In Mr. Bacolitsas’s case, the court ruled that his contract violated the law because it stated that the contract could not be filed with the city register, where property transactions are recorded. The law requires contracts to be recordable in city or county registries.
Mark Walfish, a lawyer representing the developer in that case, the Related Companies, said it would appeal. The apartment in question sold in April for $2.8 million – $600,000 less than the original price.
Lawyers on both sides said that if the ruling stood, it could open the floodgates to more buyer lawsuits because many contracts contained similar language. In New York, typically, only actual sales in the form of deeds or co-op stock transfers – are recorded, not contracts.
“The phone is ringing off the hook,” said Mr. Bailey, who represented Mr. Bacolitsas.
The ILSA law came about in response to the midcentury land boom in states like Florida and Arizona.
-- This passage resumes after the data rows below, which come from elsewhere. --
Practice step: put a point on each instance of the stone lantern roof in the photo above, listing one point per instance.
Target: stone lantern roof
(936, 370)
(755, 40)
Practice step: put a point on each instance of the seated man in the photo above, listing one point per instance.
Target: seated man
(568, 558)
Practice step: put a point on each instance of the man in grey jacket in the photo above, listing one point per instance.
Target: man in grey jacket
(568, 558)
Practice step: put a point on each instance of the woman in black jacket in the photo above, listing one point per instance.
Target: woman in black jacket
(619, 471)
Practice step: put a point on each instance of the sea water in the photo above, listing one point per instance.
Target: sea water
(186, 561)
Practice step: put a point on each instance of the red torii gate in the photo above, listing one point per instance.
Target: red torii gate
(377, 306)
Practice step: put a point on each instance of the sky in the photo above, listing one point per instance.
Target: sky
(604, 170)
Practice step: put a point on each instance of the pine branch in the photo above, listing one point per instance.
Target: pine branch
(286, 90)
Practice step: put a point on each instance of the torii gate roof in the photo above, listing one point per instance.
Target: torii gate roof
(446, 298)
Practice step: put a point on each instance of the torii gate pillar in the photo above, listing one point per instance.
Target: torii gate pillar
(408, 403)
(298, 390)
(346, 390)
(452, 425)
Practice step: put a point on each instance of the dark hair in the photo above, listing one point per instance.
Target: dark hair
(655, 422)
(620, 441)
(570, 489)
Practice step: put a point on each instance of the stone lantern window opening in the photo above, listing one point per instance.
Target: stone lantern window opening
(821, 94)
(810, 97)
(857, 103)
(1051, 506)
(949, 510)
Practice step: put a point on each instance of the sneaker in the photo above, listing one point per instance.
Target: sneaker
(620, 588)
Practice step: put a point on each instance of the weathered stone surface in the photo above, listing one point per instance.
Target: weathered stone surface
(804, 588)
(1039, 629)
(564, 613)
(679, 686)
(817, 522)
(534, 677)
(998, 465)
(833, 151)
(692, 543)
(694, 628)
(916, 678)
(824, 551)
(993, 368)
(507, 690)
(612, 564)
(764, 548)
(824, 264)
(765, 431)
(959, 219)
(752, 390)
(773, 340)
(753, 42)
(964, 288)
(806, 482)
Developers and brokers in boiler rooms not unlike the office depicted in the David Mamet play “Glengarry Glen Ross” would market properties, sight unseen, to Northern buyers. President Lyndon B. Johnson told Congress in 1967 that he hoped the legislation would “give our investors better protection in their purchases of undeveloped land.”
Despite its name, the law applies to properties in the same state and city, too. It generally lets buyers cancel their contracts within two years and sue within three years if the contract does not include specific legal language. Developers can avoid the law’s requirements if they complete their projects in two years and are building fewer than 100 units.
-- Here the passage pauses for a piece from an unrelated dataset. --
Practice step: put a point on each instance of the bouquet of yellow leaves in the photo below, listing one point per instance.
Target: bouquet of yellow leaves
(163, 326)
Robert M. Chasnow, a partner at Holland & Knight who has been advising developers on ILSA for 30 years, said that, at first, courts were not receptive to buyers’ claims. Nationwide, until the last couple of years, roughly 10 to 20 ILSA court decisions came out per year, he said, but last year there were 69, and there have been 50 this year. “There’s been an explosion of ILSA cases,” he said.
In December, an analysis by The Real Deal, a New York real estate publication, found that buyers of at least 131 New York City condominium apartments worth $132 million were seeking to use ILSA to back out of their deals. A couple of early decisions favored developers, but more recent rulings in New York have sided with buyers.
Some developers have settled out of court, often with a confidentiality clause preventing buyers from discussing the agreement. Rebecca Schlanger, 34, who had used her life savings for a down payment on a $515,000 two-bedroom apartment in Miami, is suing under the law to get her money back. She said she could not obtain a mortgage because the developer had not purchased flood insurance.
“I did everything right,” Ms. Schlanger said. “I saved my money. I did my due diligence.”
But like many buyers before the bust, she did not have a contingency clause in her contract that allowed her to back out if she could not obtain a mortgage.
Robert Cooper, who represents Ms. Schlanger and 17 other buyers in the Miami building, said that she had grounds to sue under ILSA because the developer did not include a legal description of the unit in the contract. Mr. Cooper said the developer also made misrepresentations about Ms. Schlanger’s ability to resell the property.
Aslan Palachi, the developer of the Miami building, known as the 1800 Club, said he had no plans to settle Ms. Schlanger’s case. He said her claims were “unfounded.” He added, “We have met every requirement” of ILSA.
“When the project was completed and the time came to close, they discovered it was not as good an investment,” he said. “They tried to find every possible way to get out of their contracts.”